Shalini had seen them talking, and she slid into a seat next to Obi- Wan. "Everything all right?"
Anakin glanced at his Master. Mezdec was Shalini's husband. As the head of the group, she had a right to know what they were thinking. But where would her loyalties lie?
"Fine," Obi-Wan said. "Tell us something. Did you have any other evidence that Samdew was the saboteur?"
"What more evidence did we need?" Shalini said. "He killed four of us.
" "What do you think his plan was before he was interrupted?" Obi-Wan asked.
"We knew he was beginning his transmission to the Vanqor fleet,"
Shalini said. "Luckily Mezdec intervened before they got a lock on our position. I imagine that his message would be that we had the invasion plans. Then he would kill us and take off."

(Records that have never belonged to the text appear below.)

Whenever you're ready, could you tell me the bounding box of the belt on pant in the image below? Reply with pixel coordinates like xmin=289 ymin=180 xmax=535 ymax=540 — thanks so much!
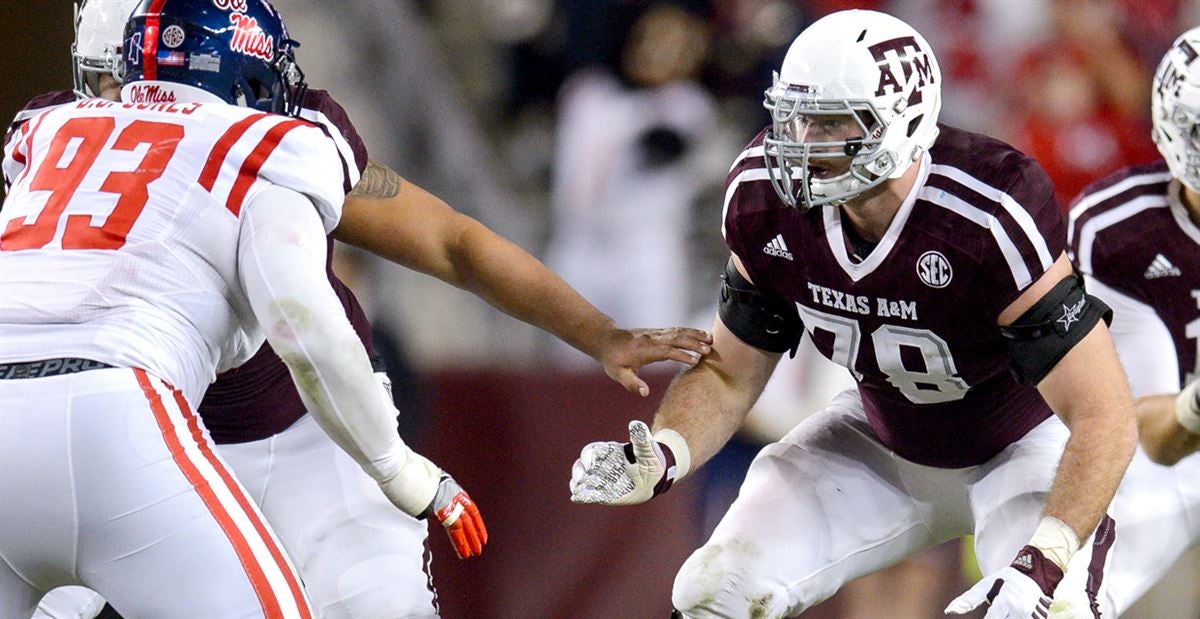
xmin=0 ymin=357 xmax=113 ymax=380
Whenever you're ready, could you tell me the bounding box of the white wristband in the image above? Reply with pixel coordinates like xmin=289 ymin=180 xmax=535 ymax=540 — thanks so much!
xmin=654 ymin=428 xmax=691 ymax=481
xmin=1175 ymin=380 xmax=1200 ymax=434
xmin=1030 ymin=516 xmax=1079 ymax=572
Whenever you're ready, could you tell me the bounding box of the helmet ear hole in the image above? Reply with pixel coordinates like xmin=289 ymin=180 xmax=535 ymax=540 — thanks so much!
xmin=907 ymin=114 xmax=925 ymax=138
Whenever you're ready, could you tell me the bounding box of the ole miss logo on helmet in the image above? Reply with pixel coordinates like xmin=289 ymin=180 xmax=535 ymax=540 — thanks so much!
xmin=868 ymin=36 xmax=934 ymax=106
xmin=212 ymin=0 xmax=246 ymax=12
xmin=229 ymin=13 xmax=275 ymax=62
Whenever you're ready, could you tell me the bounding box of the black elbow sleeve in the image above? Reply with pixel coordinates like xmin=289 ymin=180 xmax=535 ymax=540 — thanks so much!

"In the disabled transport?"
"The Vanqors would send a transport, I suppose," Shalini said. "What are you suggesting?"
"It seems an inefficient way for a spy to behave," Obi-Wan said. "Far better to alert the Vanqors that their plans had been retrieved, then stay in place and hope for more chances to betray Typha-Dor."
"Maybe he was an inefficient spy," Shalini said. "Maybe his mission was over. Maybe he was tired of the cold." She eyed Obi-Wan curiously. "Why don't you say what you mean?"
"There could be another spy," Obi-Wan said. "Or Samdew might have been innocent. He did not get a chance to defend himself."
"He shot Thik!" Shalini said.
"He was aiming at Mezdec," Obi-Wan reminded her. "The only person who had identified him as a spy."
"What are you saying?" Hostility tinged Shalini's words now.
Shalini's voice had risen, and Thik and Olanz looked over. Rajana and Mezdec could not hear.
"We're just going over what happened," Obi-Wan said. "We want to make sure that what you think happened really happened."
"I know what happened," Shalini insisted.
"You know what Mezdec told you," Obi-Wan said. "There is a difference.
It could be a crucial one. Are you willing to gamble your planet's freedom on your faith in him?"